Ils eurent enfin le droit de le voir mercredi après-midi, alors que sa famille rechignait à quitter la chambre. Ils essuyèrent des regards noirs lourds de sens. Un médecin resta à la porte, les yeux perçants brillants dans la pénombre de la pièce. Ils avaient baissé les stores au maximum et Olivier semblait dormir. Après un moment d'hésitation, Stella posa ses mains sur les barreaux du lit, la voix mal assurée.
- Il est dans le coma ?
- Non, dit le docteur de sa voix la plus professionnelle. Plus maintenant. Il est sorti d'affaire.

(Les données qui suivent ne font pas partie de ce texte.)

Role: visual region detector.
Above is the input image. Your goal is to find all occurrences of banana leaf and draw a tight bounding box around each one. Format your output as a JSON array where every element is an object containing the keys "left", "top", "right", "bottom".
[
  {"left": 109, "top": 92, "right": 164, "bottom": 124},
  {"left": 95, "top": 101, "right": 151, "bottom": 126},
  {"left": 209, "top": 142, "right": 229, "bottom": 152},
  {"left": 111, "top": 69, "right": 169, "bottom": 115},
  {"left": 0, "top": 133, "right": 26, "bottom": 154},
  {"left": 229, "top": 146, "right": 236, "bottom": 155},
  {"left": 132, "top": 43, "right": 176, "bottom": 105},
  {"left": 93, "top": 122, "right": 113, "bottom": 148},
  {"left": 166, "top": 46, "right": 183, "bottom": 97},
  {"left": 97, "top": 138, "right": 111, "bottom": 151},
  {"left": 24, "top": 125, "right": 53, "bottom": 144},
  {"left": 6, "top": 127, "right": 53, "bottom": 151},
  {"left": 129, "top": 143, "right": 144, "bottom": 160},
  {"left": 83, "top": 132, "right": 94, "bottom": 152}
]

- Alors il n'aura pas de... répercutions ? demanda Gautier, qui ne semblait pas certain du bon usage de ce mot.
- Il présente des lésions cérébrales traumatiques importantes. Il est possible qu'il ne puisse plus se servir de ses jambes.

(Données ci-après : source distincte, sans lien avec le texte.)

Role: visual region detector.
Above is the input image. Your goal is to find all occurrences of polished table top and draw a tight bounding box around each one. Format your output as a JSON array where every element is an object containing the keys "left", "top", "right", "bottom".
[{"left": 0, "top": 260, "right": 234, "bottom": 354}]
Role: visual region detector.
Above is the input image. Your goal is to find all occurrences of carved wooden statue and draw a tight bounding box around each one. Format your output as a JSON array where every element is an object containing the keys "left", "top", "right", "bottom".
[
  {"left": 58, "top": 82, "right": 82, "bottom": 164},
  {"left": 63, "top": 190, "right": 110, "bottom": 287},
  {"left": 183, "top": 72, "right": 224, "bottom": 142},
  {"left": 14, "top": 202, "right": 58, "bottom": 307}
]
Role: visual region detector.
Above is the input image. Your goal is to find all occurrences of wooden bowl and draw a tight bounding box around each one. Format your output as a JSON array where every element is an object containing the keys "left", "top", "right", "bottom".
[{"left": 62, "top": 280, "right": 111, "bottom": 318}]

- Plus jamais ? demanda Stella d'un air horrifié.
Le docteur hocha la tête.
- Mais alors, il sera en fauteuil toute sa vie ?
- C'est ce qu'on croit, en effet. Il est possible qu'il présente des déficiences au niveau de la parole, mais on est sûr de rien pour le moment.
Suivit un silence lourd qui se prolongea un long instant. Stella ne pleurait plus et se contentait de fixer le visage d'Olivier, plongé dans l'ombre. Gautier, d'un air digne, observait avec intérêt un détail de sa main droite et Teresa avait la nausée. Elle s'assit sur un fauteuil de disponible. Pour la première fois de sa vie, elle goûtait à la saveur nauséabonde de la culpabilité. Elle lui laissait un parfum dégueulasse dans la bouche et dans la gorge, lui donnait envie de rejetter son déjeuner. Cependant elle tint bon, vaillamment accrochée à l'accoudoir de sa chaise.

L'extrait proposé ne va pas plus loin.